跟着视频学编程：使用 Foundation Models 框架将设备端 AI 引入你的 App

更多视频

跟着视频学编程：使用 Foundation Models 框架将设备端 AI 引入你的 App

使用 Foundation Models 框架为你的 SwiftUI App 开发生成式 AI 功能。首先，应用这个框架的基本要素来创建一个出色的功能。然后，观看一些分步示例以了解如何使用你构建的工具来完善模型、流式传输结果，并进行进一步优化以提升性能。

章节
- 0:00 - 简介
- 2:30 - 提示工程
- 11:19 - 工具调用
- 20:32 - 流式传输结果
- 24:32 - 性能分析
资源
相关视频

WWDC25
Hi, I’m Naomy! Let’s dive into the world of SwiftUI and on-device intelligence. In this code-along, we’ll explore how to add exciting new features to your apps using the FoundationModels framework. I’ll take you through a step-by-step example as I create an app that’ll plan my next trip. The FoundationModels framework gives you direct access to Apple’s on-device large language model, and the possibilities of what you can create are truly endless! All of this runs on-device, so your users’ data can stay private. The model is offline, and it’s already embedded into the operating system. It won’t increase the size of your apps. With this framework, we can build features that are powerful, private and performant, on macOS, iPadOS, iOS, and visionOS. My friends and I want to go on a trip - but we need some inspiration of where to go and what to do. Planning can be hard, but using the FoundationModels framework is easy. Let’s use it to create an app that will do all the planning work for us! Here’s what we’ll build today. In my app, the landing page displays several featured landmarks, that we can browse through. Oh, those trees look interesting! Let’s select Joshua Tree. We can tap the Generate button, and that’s where the model will do the work for us! It will create an itinerary, and in the process, it will also use tool calling, to autonomously choose the best points of interest for our landmark. Ok, I think my friends will like this app, so let’s start building it! There are a few steps to using the framework that we’ll go over today. It all starts with prompt engineering. I’ll show you how to perfect your prompts using Xcode’s playground! We’ll use tool calling to complement the model, by letting it reach out to external sources to fetch points of interest for our landmarks. And we’ll stream output to start showing our itinerary as the model is generating it! To polish things off, we’ll profile our app and apply optimizations to get great performance with the FoundationModels framework. A great prompt is the key to getting great results. Prompting can often be a tedious task, requiring lots of iteration.
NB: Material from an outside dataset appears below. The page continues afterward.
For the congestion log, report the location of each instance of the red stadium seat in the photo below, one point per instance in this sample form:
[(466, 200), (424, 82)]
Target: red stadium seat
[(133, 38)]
I could run my app, examine the output, change my prompt, re-run and repeat this all over again, but then I’d be here all day, and I won’t actually have time for my trip! Luckily, Xcode’s updated Playground feature is here to help! To get started, ensure that the canvas is enabled.
This is like Previews for SwiftUI, but it will give us live feedback for any Swift code. Now, in any file in my project, I can import Playgrounds, and write a #Playground to iterate on my code.
Let’s start with the basics. I’ll import FoundationModels, create a session, and make a request.
In my prompt I’ll say: “Create an itinerary.” And just as I typed that, this automatically executed, and we can see the results in the canvas. I was a bit vague, wasn’t I? Let me start by adding a location.
Our prompt is much better. We got an itinerary this time. I’m satisfied for now, and I can always come back and tweak my prompt later on. We just discovered how easy it is to get started with the FoundationModels framework, by giving a prompt and receiving a string as output. But for my itinerary, I really want more structured output. I want to represent the result using my own data structures, but I don’t want to worry about parsing the model’s output. Guided generation enables the model to automatically create the data structures I want, as long as I annotate them as Generable. Let’s put this in practice. I have an Itinerary structure here that I’d like the model to generate. Let’s start by importing FoundationModels, and add the Generable annotation! The only requirement of Generable is that the types of your properties are also Generable. Luckily, common types like string are Generable out of the box. If you have nested types, like DayPlan here, then you can just make those Generable as well. Now that we have a fully Generable type hierarchy, we can proceed and the let the model generate Itinerary structures as our response. If you want greater control over the output, the Guide macro lets you put constraints on the values of your properties. You can add a guide with a description for example, like I'll do for the title here.
We can also constrain a property to a known subset of values.
I can add a count, to make sure my days array always has exactly three elements, and even use multiple guides for a property. I’ll go ahead and add a few more guides to my properties.
Guide descriptions are really another way of prompting the model. I highly recommend watching the “Deep Dive” video, where Louis will tell you all about Guided generation. And now that we have our prompt, and our Generable type, and we can put it all together.
Here’s our Itinerary Planner, where we’ll store all our Foundation Models logic. Let’s go ahead and create a session. And give it instructions. I can use the builder API here to create my instructions with ease. In this closure, I can pass in multiples strings, and even instances of my Generable type. Instructions are a higher level form of prompting. Here, I’ll define what the model’s job is.
We would like an itinerary, and I’ll give the model some information about the landmark selected.
Including an example is great, because it gives the model a better idea towards the type of response I’m looking for.
And I can pass in an instance of my Itinerary struct, which is defined below using a trip to Japan.
Because my Itinerary struct is Generable, Foundation Models will automatically convert it to text that the model can understand. Now, we’re ready to make our request, with our Generable type as output.
In our prompt, we’ll explicitly ask the model for an itinerary.
And to tie everything together - let’s set our itinerary to the response from the model.
Our final step is to display this in our UI. Let’s make our ItineraryPlanner Observable, so that out UI can know when our itinerary is generated.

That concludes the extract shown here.